Karine Lecointe, France
I moved from an apartment on The Palm to a five-bedroom villa last year. I did feel a little isolated at first, but our area has just begun to fill up with families, which is nice for my two girls. It is a car journey anywhere, but I think that is the same in a lot of developments in Dubai.
The Villas: The Facts
A four-bedroom Al Mazaya villa rents from Dh125,000 per annum. Similar villas sell from Dh1.8million. A six-bedroom Mallorca-style home rents for Dh310,000 per annum and sells for Dh5.1m
The neighbourhood master plan includes a school but until that is built the nearest schools are Jess Secondary School in Arabian Ranches, Repton Dubai or Bradenton Prep at Dubai Sports City. A Gems Wellington School will open in nearby Dubai Silicon Oasis in September.

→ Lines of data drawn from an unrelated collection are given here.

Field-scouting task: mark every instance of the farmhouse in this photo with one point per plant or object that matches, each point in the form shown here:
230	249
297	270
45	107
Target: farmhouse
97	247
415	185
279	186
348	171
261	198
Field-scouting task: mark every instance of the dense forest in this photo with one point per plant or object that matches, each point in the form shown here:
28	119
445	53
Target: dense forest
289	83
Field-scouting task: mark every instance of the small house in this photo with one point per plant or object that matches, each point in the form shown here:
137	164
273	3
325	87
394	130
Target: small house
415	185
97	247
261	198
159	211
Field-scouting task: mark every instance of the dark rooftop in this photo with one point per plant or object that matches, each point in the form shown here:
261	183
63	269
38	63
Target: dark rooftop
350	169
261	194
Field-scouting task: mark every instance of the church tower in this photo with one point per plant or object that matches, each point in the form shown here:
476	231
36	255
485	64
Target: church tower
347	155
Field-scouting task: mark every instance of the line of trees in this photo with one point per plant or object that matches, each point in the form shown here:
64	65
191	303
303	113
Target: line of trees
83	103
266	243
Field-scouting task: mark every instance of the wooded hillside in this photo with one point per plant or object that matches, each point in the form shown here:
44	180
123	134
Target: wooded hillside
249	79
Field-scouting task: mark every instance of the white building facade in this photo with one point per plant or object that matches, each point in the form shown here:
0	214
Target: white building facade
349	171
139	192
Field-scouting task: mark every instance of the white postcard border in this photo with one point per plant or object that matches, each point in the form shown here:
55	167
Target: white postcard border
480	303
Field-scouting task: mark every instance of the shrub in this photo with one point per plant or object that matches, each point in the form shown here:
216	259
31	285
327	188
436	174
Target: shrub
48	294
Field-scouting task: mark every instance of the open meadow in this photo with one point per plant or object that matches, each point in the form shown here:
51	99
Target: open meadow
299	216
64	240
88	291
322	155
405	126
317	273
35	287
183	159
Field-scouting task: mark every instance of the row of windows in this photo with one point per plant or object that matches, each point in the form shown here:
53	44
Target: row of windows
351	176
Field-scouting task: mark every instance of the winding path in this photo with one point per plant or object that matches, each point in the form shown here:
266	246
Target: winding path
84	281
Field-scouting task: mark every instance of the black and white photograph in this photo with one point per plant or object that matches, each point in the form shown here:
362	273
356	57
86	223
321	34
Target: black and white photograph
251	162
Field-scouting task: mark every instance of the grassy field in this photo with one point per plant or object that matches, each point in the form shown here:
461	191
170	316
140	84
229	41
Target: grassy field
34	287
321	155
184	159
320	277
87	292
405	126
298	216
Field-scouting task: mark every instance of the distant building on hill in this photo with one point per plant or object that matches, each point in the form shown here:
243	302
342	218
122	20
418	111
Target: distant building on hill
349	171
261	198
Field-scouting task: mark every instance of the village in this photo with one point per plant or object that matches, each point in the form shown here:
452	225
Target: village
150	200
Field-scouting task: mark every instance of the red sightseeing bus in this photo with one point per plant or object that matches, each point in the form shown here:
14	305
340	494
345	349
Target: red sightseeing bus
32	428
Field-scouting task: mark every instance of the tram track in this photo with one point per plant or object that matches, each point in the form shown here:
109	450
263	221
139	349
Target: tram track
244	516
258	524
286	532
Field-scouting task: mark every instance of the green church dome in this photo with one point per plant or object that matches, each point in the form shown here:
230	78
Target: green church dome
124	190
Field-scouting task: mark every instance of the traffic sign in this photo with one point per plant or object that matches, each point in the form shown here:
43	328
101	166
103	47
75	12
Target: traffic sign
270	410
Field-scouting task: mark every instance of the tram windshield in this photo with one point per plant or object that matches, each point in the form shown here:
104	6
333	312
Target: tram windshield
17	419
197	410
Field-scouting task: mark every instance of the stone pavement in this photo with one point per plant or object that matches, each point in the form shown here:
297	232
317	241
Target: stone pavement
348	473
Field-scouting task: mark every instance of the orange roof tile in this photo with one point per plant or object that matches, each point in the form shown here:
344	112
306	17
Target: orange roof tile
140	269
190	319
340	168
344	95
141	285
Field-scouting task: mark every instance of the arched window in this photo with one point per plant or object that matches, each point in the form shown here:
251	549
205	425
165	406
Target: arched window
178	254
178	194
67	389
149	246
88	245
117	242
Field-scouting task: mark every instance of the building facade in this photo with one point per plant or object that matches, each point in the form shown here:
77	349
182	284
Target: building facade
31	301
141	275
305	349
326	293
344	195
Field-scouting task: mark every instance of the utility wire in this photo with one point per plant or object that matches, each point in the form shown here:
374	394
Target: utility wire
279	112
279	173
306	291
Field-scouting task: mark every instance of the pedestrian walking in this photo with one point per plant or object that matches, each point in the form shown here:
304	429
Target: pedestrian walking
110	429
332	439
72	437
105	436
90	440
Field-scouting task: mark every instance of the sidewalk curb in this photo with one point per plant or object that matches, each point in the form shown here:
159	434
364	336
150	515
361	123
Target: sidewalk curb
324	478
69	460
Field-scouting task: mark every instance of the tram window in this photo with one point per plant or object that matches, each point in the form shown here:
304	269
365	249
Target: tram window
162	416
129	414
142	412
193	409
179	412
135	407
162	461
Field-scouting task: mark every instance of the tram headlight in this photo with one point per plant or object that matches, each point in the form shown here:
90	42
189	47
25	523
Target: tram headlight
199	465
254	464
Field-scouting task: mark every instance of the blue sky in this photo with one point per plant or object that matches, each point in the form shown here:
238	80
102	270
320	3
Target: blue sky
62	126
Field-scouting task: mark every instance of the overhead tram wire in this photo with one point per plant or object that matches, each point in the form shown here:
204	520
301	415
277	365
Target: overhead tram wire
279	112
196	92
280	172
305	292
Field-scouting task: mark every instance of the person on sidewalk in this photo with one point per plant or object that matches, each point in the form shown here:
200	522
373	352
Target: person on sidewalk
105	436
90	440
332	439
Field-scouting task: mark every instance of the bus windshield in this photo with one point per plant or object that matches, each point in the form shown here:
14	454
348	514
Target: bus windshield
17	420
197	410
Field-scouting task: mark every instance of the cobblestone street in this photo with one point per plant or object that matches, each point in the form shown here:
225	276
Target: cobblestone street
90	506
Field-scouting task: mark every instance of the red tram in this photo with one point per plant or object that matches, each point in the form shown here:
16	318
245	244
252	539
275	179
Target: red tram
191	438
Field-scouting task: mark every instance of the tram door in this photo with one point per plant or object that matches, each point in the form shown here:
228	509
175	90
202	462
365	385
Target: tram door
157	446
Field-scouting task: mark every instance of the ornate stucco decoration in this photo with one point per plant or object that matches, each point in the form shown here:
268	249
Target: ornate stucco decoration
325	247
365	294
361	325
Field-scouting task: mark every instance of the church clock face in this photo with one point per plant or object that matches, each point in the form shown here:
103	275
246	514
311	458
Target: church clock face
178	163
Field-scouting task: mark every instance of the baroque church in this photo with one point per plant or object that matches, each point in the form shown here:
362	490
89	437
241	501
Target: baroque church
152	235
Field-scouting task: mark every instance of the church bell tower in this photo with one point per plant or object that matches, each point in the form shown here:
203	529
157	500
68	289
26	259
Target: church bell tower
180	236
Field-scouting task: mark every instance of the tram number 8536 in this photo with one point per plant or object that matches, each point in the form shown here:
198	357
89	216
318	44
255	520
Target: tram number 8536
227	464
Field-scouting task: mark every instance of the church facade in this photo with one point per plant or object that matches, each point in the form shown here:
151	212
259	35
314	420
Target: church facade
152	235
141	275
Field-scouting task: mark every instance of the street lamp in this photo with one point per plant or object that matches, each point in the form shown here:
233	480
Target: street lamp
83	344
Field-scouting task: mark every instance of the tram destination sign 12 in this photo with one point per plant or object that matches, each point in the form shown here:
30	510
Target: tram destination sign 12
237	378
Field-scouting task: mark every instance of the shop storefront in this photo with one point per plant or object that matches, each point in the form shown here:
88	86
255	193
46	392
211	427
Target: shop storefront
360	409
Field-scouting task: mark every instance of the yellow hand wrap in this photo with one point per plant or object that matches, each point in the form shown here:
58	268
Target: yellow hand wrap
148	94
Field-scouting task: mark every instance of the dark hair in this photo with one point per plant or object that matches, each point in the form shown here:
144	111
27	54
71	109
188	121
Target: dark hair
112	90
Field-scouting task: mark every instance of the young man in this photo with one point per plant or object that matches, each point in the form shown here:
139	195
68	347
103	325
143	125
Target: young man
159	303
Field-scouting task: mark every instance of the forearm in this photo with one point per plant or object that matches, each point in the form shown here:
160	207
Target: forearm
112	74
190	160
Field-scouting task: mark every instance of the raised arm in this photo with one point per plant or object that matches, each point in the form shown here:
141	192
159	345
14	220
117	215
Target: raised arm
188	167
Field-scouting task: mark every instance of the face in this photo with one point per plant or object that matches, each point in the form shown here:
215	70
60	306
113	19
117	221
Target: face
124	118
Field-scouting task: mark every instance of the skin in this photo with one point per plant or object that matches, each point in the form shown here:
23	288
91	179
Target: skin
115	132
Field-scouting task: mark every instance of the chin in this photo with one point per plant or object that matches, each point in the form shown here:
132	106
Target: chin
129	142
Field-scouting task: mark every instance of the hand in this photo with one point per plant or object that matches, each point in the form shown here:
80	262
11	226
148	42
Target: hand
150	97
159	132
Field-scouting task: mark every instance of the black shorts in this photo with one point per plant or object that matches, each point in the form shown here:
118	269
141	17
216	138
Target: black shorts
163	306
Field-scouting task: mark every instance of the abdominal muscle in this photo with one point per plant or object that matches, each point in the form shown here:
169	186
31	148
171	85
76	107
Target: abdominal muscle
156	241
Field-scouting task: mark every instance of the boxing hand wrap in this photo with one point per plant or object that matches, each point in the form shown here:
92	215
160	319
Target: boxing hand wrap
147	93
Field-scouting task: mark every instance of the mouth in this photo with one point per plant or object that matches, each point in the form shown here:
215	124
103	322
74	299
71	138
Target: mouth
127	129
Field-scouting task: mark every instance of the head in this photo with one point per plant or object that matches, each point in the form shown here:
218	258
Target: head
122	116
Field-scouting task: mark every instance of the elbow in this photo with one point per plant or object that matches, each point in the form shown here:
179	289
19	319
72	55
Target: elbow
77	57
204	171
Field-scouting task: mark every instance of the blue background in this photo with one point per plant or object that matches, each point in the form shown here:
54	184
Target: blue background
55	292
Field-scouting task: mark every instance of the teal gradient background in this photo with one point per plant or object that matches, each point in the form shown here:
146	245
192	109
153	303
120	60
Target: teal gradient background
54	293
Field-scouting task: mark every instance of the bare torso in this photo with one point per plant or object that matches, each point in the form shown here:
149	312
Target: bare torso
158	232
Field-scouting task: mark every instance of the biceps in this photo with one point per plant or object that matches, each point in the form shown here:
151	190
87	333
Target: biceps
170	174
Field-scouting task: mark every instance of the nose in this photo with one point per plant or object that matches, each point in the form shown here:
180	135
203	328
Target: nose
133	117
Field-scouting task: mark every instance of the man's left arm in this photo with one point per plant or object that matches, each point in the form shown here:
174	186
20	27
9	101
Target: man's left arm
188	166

Ordered taxis arrive within minutes from the nearby rank at Arabian Ranches. There is no public transport to the neighbourhood.
The closest is Arabian Ranches Medical Centre. There is also a Medi-Clinic in Motor City and a 24-hour emergency room at the Rosary Clinic in The Springs.
A retail centre is planned but looks unlikely to be completed within the next 12-18 months. Spinneys stores are located at Motor City and Silicon Oasis. Le Marche Centre at Arabian Ranches has pet shops, beauty salons and fast food restaurants. Le Succes French Bakery at Motor City delivers orders more than Dh50.